Les éruptions de CAMP contemporaines, l’extinction de masse et les excursions isotopiques du carbone sont montrées aux mêmes endroits, ce qui plaide pour une cause volcanique d’une extinction de masse. La dissociation catastrophique des hydrates de gaz (suggérée comme l’une des causes possibles de la plus grande extinction de masse de tous les temps, la « grande mort » à la fin de la période permienne) peut avoir exacerbé les conditions d’effet de serre.

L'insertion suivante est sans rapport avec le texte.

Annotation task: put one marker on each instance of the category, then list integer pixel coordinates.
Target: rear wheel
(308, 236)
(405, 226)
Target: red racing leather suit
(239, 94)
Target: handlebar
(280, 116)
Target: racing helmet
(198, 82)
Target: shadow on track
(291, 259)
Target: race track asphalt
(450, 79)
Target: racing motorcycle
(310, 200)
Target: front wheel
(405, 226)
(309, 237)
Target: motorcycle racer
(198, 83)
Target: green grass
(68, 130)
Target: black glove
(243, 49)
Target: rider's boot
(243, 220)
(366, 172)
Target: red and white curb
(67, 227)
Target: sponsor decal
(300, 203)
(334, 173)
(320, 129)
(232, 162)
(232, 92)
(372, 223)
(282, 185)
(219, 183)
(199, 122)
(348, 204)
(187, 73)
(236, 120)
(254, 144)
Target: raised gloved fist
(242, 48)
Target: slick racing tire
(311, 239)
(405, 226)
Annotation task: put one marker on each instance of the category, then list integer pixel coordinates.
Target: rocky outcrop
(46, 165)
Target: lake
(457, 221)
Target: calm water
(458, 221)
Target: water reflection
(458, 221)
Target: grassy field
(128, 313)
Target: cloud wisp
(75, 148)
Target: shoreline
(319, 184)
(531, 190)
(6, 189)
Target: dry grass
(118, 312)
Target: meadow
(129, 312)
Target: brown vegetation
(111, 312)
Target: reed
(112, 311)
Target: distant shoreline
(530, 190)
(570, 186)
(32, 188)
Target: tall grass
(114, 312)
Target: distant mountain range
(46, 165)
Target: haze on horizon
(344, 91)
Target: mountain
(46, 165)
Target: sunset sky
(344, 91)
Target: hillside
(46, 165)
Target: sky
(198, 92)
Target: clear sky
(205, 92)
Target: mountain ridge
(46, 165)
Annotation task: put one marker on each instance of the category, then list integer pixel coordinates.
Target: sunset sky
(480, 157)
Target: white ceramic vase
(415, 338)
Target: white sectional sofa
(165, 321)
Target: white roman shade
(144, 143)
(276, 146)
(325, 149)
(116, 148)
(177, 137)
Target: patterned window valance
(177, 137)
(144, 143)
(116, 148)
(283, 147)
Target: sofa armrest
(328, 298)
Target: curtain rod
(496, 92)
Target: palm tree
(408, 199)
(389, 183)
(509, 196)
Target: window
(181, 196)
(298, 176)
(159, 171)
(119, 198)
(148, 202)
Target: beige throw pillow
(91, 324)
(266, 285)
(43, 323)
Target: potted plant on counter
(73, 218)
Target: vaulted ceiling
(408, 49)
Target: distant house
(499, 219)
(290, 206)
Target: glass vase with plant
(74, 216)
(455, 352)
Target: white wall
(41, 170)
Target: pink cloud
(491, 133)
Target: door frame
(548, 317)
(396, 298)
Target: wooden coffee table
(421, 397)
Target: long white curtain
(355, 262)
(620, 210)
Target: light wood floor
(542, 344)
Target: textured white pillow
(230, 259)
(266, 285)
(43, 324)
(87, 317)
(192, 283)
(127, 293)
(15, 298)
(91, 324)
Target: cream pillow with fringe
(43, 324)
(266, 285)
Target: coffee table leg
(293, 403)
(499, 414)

Certains scientifiques ont d’abord rejeté la théorie de l’éruption volcanique, parce que le supergroupe de Newark, une section de roche dans l’est de l’Amérique du Nord qui enregistre la limite entre le Trias et le Jurassique, ne contient aucun horizon de chute de cendres et que ses plus anciennes coulées de basalte ont été estimées à environ 10 m au-dessus de la zone de transition. Cependant, un protocole de datation actualisé et un échantillonnage plus large ont confirmé que les éruptions de CAMP ont commencé en Nouvelle-Écosse et au Maroc quelques milliers d’années seulement avant l’extinction, et se sont poursuivies en plusieurs autres impulsions pendant les 600 000 années suivantes.